High Street Construction

The busiest road in Columbus is an obstacle course: orange cones
and road closeds (open to local traffic only). Here, in the heart
of Ohio, we build by tearing down. A red crane leaps and a small
business closes, resurrects as Target– bullseye– the suit, the lipstick.

Soon you, too, will not be able to afford to live here. The remodeled
library is threatened by the bones across the street: a nine-story
building in the midst of construction. Wind whips plastic
bags that hang from its scaffolds and I see the ghost–

the restaurant in its wake. Dark clouds
gather above, knowing they, too, have displaced.

 

(originally published in Literary Orphans, 2018)

Pool Party

Yesterday we were at a pool party
attended by only a few others. It was
dog-friendly, as it was last week,
so the lone, small white dog
lapped water into his mouth
while on an inflatable raft and we
stood in silence and watched as he
drank the blue that held the specks
of fallen leaves and submerged spiders
while our beers turned warm. Last week
we were at a party in the same house
with a few of the same people but the
sun was out and I did not have to keep
wondering if you were okay, if you would
dip your feet into the clear with me and all
the people we did not know then because,
last week, a stranger in a bar did not yet
shake your body and bite you
long after you begged him not to–
no, the night before last week’s party
we danced to nineties hip-hop
inside the shadows of others until
we could not help but mine our
bodies for gold.
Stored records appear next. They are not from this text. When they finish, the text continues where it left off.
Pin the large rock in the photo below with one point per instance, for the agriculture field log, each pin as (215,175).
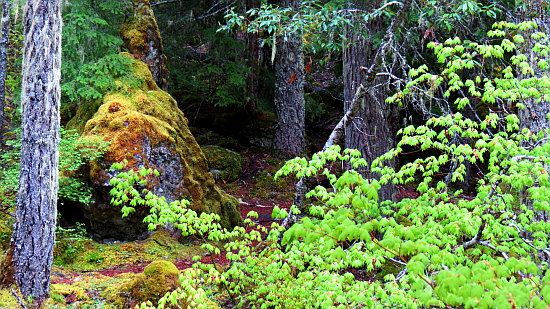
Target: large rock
(225,165)
(143,125)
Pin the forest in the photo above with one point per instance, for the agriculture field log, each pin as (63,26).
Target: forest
(274,154)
Last week, we laughed
as the dog lapped the pool into his mouth
but watching, now, we know there are some
who force a tongue at whatever water
they see fit, how they lap and lap
until there’s nothing but a splash
of what they lapped at all.

 

(originally published in The Collapsar, Summer 2016)

Runner

You always have to run.

Short North to downtown,
city to city, Indiana

to Tennessee–
one shoe on gravel,

the other careening
through time and space

into a green
where you are unknown

and your running shoes are empty
at our red swing’s feet.

I know you never run to leave,
driving your horizon eyes

miles to sun– and you, after its setting,
glide beside each highway’s unlit rivers

on the bridge of the median, drunk
from driving so long under moon,

far from where our empty bottles
collect in a skyward infinity,

a mountain of clinking memories–
a marathon, a gap traversed quickly.